SM21A-2502
Ion Cyclotron Whistlers Observed by the Van Allen Probe A

Tuesday, 15 December 2015
Poster Hall (Moscone South)
Shoya Matsuda, Kanazawa University, Kanazawa, Japan, Yoshiya Kasahara, Kanazawa University, Kanazawa Ishikawa, Japan and Craig Kletzing, University of Iowa, Iowa City, IA, United States
Abstract:
Ion cyclotron whistlers are electromagnetic ion cyclotron (EMIC) wave generated by mode conversion from R-mode lightning whistler waves. Their propagation processes strongly depend on the dispersion relationship of EMIC. In our previous study, we statistically studied ion cyclotron whistlers observed by the Akebono satellite around L=2–4. We found that various species of cold ions (e.g. H+, M/Q=2 ion, He+, M/Q=8 ion, O+, and heavier ion than O+) affect to the generation and propagation processes of ion cyclotron whistlers. We examined spatial distributions of such cold ions by analyzing observed ion cyclotron whistlers.
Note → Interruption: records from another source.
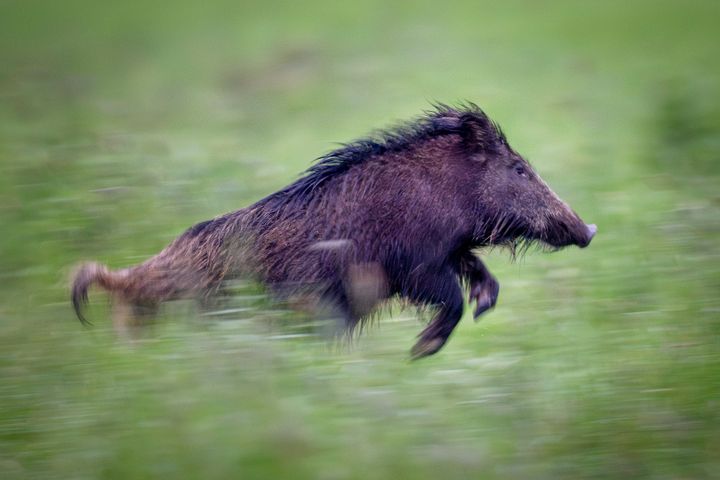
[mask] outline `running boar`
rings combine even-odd
[[[280,296],[303,291],[341,314],[347,332],[385,299],[435,309],[411,350],[442,348],[463,313],[495,306],[499,286],[473,253],[540,243],[586,247],[595,235],[473,104],[421,118],[321,158],[259,202],[199,223],[140,265],[82,265],[72,287],[81,321],[88,289],[108,290],[114,322],[142,323],[164,301],[213,298],[238,275]]]

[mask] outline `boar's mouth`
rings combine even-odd
[[[509,247],[513,257],[523,255],[531,247],[555,251],[570,245],[585,248],[597,233],[597,226],[587,225],[579,217],[553,219],[544,228],[529,227],[526,222],[514,216],[499,216],[485,223],[489,228],[478,235],[484,246]]]

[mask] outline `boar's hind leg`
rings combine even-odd
[[[125,340],[137,340],[142,328],[152,323],[157,311],[157,304],[134,304],[119,295],[114,296],[112,320],[115,333]]]
[[[477,302],[473,312],[473,318],[477,320],[497,303],[500,284],[485,264],[470,251],[460,257],[459,274],[470,285],[470,303]]]
[[[408,296],[415,302],[438,309],[435,317],[420,333],[420,339],[410,351],[412,358],[418,359],[432,355],[445,345],[462,317],[463,296],[457,275],[451,269],[425,273],[421,277],[413,278]]]

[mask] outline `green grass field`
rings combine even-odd
[[[147,5],[146,5],[147,3]],[[210,3],[210,2],[206,2]],[[720,478],[720,4],[0,2],[0,478]],[[135,345],[74,264],[470,100],[599,234],[434,357],[253,296]]]

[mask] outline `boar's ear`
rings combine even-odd
[[[495,149],[495,130],[490,119],[485,115],[467,113],[460,116],[458,120],[460,136],[469,151],[475,153]]]
[[[493,125],[484,114],[451,112],[433,118],[432,125],[438,132],[460,135],[463,146],[469,152],[489,150],[495,146]]]

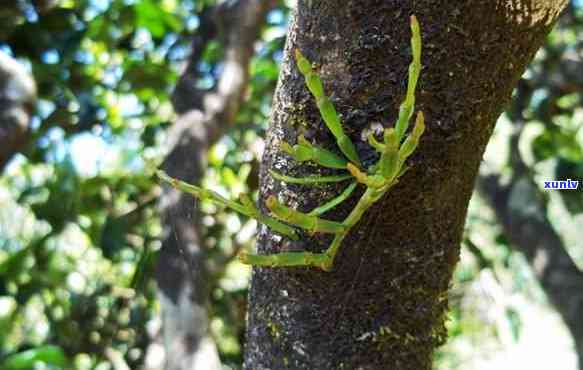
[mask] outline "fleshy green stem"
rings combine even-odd
[[[383,133],[383,142],[380,143],[372,134],[369,135],[368,142],[380,153],[380,159],[379,162],[370,166],[366,171],[360,168],[361,163],[355,146],[344,133],[342,124],[340,123],[340,117],[338,116],[334,105],[324,94],[322,80],[312,70],[311,63],[299,52],[299,50],[296,50],[298,69],[304,76],[308,89],[316,99],[318,109],[320,110],[320,114],[326,123],[326,126],[336,138],[336,143],[340,148],[340,151],[348,160],[341,158],[328,150],[312,145],[303,137],[300,137],[298,139],[298,144],[293,147],[288,143],[282,143],[282,150],[290,154],[298,162],[310,160],[323,167],[346,169],[350,174],[294,178],[271,170],[269,172],[277,180],[292,184],[303,184],[306,186],[313,186],[317,183],[341,182],[352,177],[356,180],[344,189],[339,196],[314,208],[311,212],[303,213],[286,207],[285,205],[280,204],[275,196],[271,195],[267,198],[265,204],[277,218],[276,219],[261,214],[253,204],[252,200],[246,195],[243,195],[241,197],[241,202],[238,203],[228,200],[213,191],[201,189],[197,186],[173,179],[162,171],[158,171],[158,176],[162,180],[172,184],[174,187],[191,193],[198,198],[208,199],[214,203],[229,207],[249,217],[253,217],[259,222],[269,226],[274,231],[294,240],[297,239],[297,234],[295,229],[290,225],[302,228],[310,233],[334,234],[332,243],[322,253],[282,252],[277,254],[258,255],[242,252],[239,254],[241,262],[255,266],[306,266],[330,271],[342,242],[348,235],[350,229],[361,220],[364,213],[375,202],[381,199],[384,194],[397,184],[399,178],[407,171],[408,167],[405,165],[405,161],[416,151],[421,136],[425,130],[425,119],[423,113],[419,112],[412,132],[405,137],[405,133],[409,126],[409,120],[413,116],[415,110],[415,89],[421,72],[421,31],[415,16],[411,17],[411,32],[413,60],[409,65],[407,94],[399,108],[399,117],[395,124],[395,128],[385,129]],[[357,183],[364,184],[366,190],[344,221],[336,222],[319,217],[348,199],[356,189]]]
[[[300,73],[304,75],[308,90],[310,90],[316,99],[316,105],[320,110],[320,115],[322,116],[324,123],[336,138],[336,144],[338,144],[338,147],[342,153],[344,153],[346,158],[353,163],[360,165],[360,159],[358,158],[356,148],[350,138],[344,133],[336,108],[334,108],[334,104],[332,104],[332,101],[324,93],[320,76],[313,71],[310,61],[307,60],[298,49],[296,49],[296,61]]]
[[[399,118],[395,125],[395,130],[397,131],[397,137],[399,140],[405,135],[405,131],[407,131],[407,127],[409,126],[409,120],[415,110],[415,89],[417,88],[417,81],[419,80],[419,74],[421,73],[421,30],[419,28],[419,22],[414,15],[411,16],[411,34],[413,60],[409,65],[407,95],[405,101],[403,101],[399,107]]]
[[[336,234],[346,230],[346,226],[340,222],[324,220],[318,216],[286,207],[279,203],[273,195],[267,198],[265,205],[275,217],[289,224],[299,226],[310,233]]]
[[[346,166],[344,168],[346,168]],[[341,182],[352,178],[352,175],[291,177],[282,175],[273,170],[269,170],[269,174],[273,176],[273,178],[276,180],[287,182],[290,184],[322,184],[329,182]]]
[[[348,162],[329,150],[312,145],[303,136],[298,138],[298,144],[294,146],[286,142],[281,143],[281,150],[289,154],[296,162],[313,161],[327,168],[346,168]]]
[[[330,264],[329,257],[324,253],[282,252],[260,255],[247,252],[239,253],[239,260],[247,265],[265,267],[317,267],[325,270]]]
[[[342,203],[346,199],[348,199],[348,197],[350,197],[350,195],[352,194],[354,189],[356,189],[357,185],[358,185],[357,182],[353,182],[352,184],[348,185],[348,187],[346,189],[344,189],[342,194],[340,194],[339,196],[333,198],[332,200],[324,203],[320,207],[314,208],[308,214],[314,215],[314,216],[320,216],[320,215],[328,212],[332,208],[336,207],[337,205],[339,205],[340,203]]]
[[[198,186],[191,185],[184,181],[180,181],[178,179],[170,177],[164,171],[158,170],[156,171],[156,175],[161,180],[169,183],[178,190],[192,194],[198,199],[209,200],[215,204],[231,208],[232,210],[239,212],[245,216],[256,219],[258,222],[261,222],[262,224],[269,226],[274,231],[282,235],[285,235],[291,238],[292,240],[298,240],[298,235],[296,234],[296,231],[293,227],[288,226],[284,223],[277,221],[274,218],[262,214],[257,210],[257,208],[255,208],[253,203],[251,203],[250,205],[249,203],[247,205],[244,205],[241,203],[234,202],[232,200],[228,200],[227,198],[221,196],[219,193],[216,193],[212,190],[202,189],[199,188]]]

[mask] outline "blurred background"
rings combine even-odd
[[[183,355],[172,335],[205,343],[185,350],[204,347],[200,369],[240,368],[250,269],[233,257],[256,224],[205,202],[168,210],[153,171],[172,158],[225,196],[256,193],[294,3],[252,3],[0,1],[0,369],[161,370]],[[543,189],[583,181],[582,6],[496,127],[435,369],[583,370],[583,184]],[[204,145],[181,147],[200,134],[185,122]],[[185,284],[196,297],[158,290]]]

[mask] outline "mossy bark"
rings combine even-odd
[[[295,48],[318,66],[345,131],[370,164],[375,154],[361,133],[395,121],[410,62],[409,15],[415,14],[424,45],[417,107],[428,127],[409,160],[412,169],[352,230],[333,272],[254,269],[245,369],[431,369],[433,351],[446,339],[447,292],[484,148],[564,5],[299,2],[267,135],[261,202],[275,194],[307,211],[341,188],[286,185],[267,172],[322,172],[291,161],[279,149],[282,140],[294,143],[303,134],[335,148],[295,67]],[[343,219],[356,196],[326,216]],[[258,248],[321,251],[329,242],[330,236],[305,235],[290,243],[263,227]]]

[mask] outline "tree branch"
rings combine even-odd
[[[536,184],[513,179],[501,185],[497,176],[480,177],[478,189],[494,209],[511,245],[522,252],[550,302],[573,335],[583,365],[583,272],[548,221]],[[581,367],[583,368],[583,367]]]
[[[196,50],[173,94],[178,119],[168,133],[169,153],[163,169],[171,176],[197,183],[204,173],[208,148],[235,121],[244,98],[253,47],[272,0],[225,1],[207,10],[204,22],[213,28],[195,39]],[[213,24],[210,24],[210,20]],[[219,21],[221,23],[219,23]],[[204,23],[203,22],[203,23]],[[202,42],[225,41],[223,72],[212,89],[196,87]],[[219,368],[214,344],[209,347],[206,312],[208,273],[194,200],[165,187],[160,199],[164,225],[156,278],[163,305],[168,359],[166,369]],[[197,356],[205,349],[211,358]],[[214,355],[213,355],[214,352]],[[208,359],[206,360],[208,361]]]
[[[509,111],[515,128],[510,138],[511,179],[503,185],[499,176],[480,176],[477,188],[493,208],[512,246],[525,255],[547,297],[563,318],[577,346],[583,369],[583,321],[580,319],[583,271],[579,270],[549,222],[543,194],[518,148],[526,123],[523,112],[529,106],[533,91],[533,86],[521,81],[515,104]]]

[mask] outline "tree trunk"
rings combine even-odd
[[[571,333],[579,369],[583,370],[583,272],[546,218],[546,206],[536,184],[521,177],[504,186],[496,176],[491,176],[480,179],[480,188],[504,234],[512,246],[524,254],[550,303]]]
[[[447,291],[458,261],[477,169],[512,88],[566,1],[300,1],[290,25],[261,171],[261,202],[278,194],[307,211],[335,187],[286,185],[267,169],[313,173],[279,150],[304,134],[333,148],[291,57],[319,66],[360,157],[369,125],[392,125],[404,97],[409,15],[422,28],[417,107],[427,130],[411,170],[371,208],[343,243],[330,273],[256,268],[249,302],[245,368],[431,369],[446,339]],[[356,198],[327,218],[341,220]],[[258,249],[321,251],[329,237],[298,244],[261,229]]]
[[[235,121],[244,97],[253,46],[272,0],[224,1],[201,16],[189,65],[173,95],[179,115],[168,134],[163,168],[173,177],[198,183],[206,153]],[[216,87],[196,88],[206,42],[225,40],[224,69]],[[199,213],[194,199],[164,187],[160,198],[162,249],[156,280],[160,289],[166,370],[218,370],[221,364],[209,333],[208,272]]]
[[[28,125],[36,101],[32,76],[0,52],[0,173],[28,142]]]
[[[543,194],[518,147],[527,124],[524,112],[534,93],[534,87],[521,82],[513,109],[509,110],[514,125],[510,136],[512,176],[506,184],[496,175],[480,176],[477,189],[494,210],[512,247],[526,257],[550,303],[563,319],[573,337],[579,369],[583,370],[583,271],[548,219]]]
In this study, we examine a spatial occurrence distribution and characteristic frequency variation of ion cyclotron whistlers observed by the EMFISIS instrument onboard the Van Allen Probe A. The EMFISIS instrument measures waveforms of full components of electric and magnetic fields. We analyzed the waveform data obtained by the EMFISIS-WFR during 16 months, and detected over 3000 H+ band ion cyclotron whistlers at L inside 2. We found that the normalized crossover frequencies of observed ion cyclotron whistlers are relatively high near the Earth (ω/ΩH+≈0.8 around 600 km altitude) and they decrease with altitude. Under the simple cold plasma approximation, crossover frequency of H+ band EMIC strongly depends on the local heavy ion composition. This result seems to reflect realistic heavy ion density gradient around the Earth. Furthermore, above approximately 1500 km altitude, we found that the normalized frequencies of observed events were almost stable just above 0.5. We calculated relationship between the crossover frequency of H+ band EMIC waves and heavy ion composition, and confirmed that we can explain our observation results when we consider the existence of M/Q=2 ion band in a dispersion relationship of EMIC waves.